Should Congress decide the future of the tobacco industry
First, marketing and advertising. Documents disclosed in courts and Congress prove that tobacco companies have targeted and groomed the youth market to replace the 400,000 customers they “lose” each year. Studies show that young people are particularly susceptible to the industry’s marketing pitches. So effective have these companies been at appealing to youth, that many children can identify Joe Camel as readily as they do Barney or cartoon characters.
The bill would place vast advertising and marketing restrictions on the tobacco industry, including a ban on billboards and outdoor advertising at sports arenas, as well as a prohibition of color ads and the use of human and animal figures. It would restrict point-of-sale advertising to ensure that cigarette pitches aren’t directed at children and would require bold, new warning labels on cigarette packaging. And, the tobacco industry would not be permitted to pay Hollywood to have its products featured in entertainment media.

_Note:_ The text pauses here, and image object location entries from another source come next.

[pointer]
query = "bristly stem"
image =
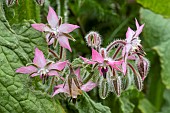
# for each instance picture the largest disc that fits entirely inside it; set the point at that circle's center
(117, 51)
(66, 11)
(111, 45)
(61, 52)
(58, 7)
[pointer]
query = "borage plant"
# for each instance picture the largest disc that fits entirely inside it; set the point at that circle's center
(112, 69)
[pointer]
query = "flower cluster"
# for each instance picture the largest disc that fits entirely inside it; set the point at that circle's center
(12, 2)
(119, 65)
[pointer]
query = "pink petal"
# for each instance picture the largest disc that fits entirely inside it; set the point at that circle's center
(96, 56)
(34, 74)
(53, 73)
(67, 28)
(99, 68)
(52, 18)
(49, 41)
(39, 27)
(87, 60)
(137, 24)
(139, 30)
(129, 35)
(26, 69)
(63, 41)
(59, 90)
(115, 66)
(59, 65)
(39, 58)
(88, 86)
(118, 63)
(77, 73)
(132, 57)
(128, 47)
(124, 68)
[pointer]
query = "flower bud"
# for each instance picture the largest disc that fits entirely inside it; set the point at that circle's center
(103, 52)
(117, 85)
(10, 2)
(104, 88)
(143, 67)
(93, 39)
(40, 2)
(138, 82)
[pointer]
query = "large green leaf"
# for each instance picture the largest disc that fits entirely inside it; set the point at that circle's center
(86, 105)
(16, 49)
(157, 37)
(145, 106)
(158, 6)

Second higher cigarette prices. Experts say the most important step to deter youth consumption is to hike the price of tobacco products. Health studies show that consumption of only a modest number of cigarettes can result in clinical addiction, and that higher pricing is essential to deter underage use. Accordingly, the bill would increase the price per pack of cigarettes by a minimum of $1.10 over five years. The Clinton administration believes that this hike, included in the president’s budget request, could cut youth consumption in half.
Third, youth smoking-reduction targets. Four-and-one-half million underage Americans use tobacco, and the number is growing.
The bill calls for a 60 percent reduction in youth consumption within 10 years and levies hefty financial penalties on the tobacco industry for failing to achieve them.
Fourth, stronger enforcement of rules for youth access to tobacco products. While smoking by minors is prohibited in every state, youths continue to buy tobacco. The bill would require that tobacco products be stored in areas inaccessible to youths and required retailers to “card” tobacco purchasers in the same manner as alcohol buyers. In addition, the bill would ban vending machines, except in adult facilities, and require face-to-face transactions where teens are present.
Fifth, cigarette-ingredient regulation. Cigarettes contain numerous active ingredients harmful to health, including nicotine, tar and ammonia. Evidence suggests that the tobacco industry has manipulated these ingredients to enhance their addictive qualities and, in some instances, added benign substances such as molasses to sweeten the taste for introductory users–our children.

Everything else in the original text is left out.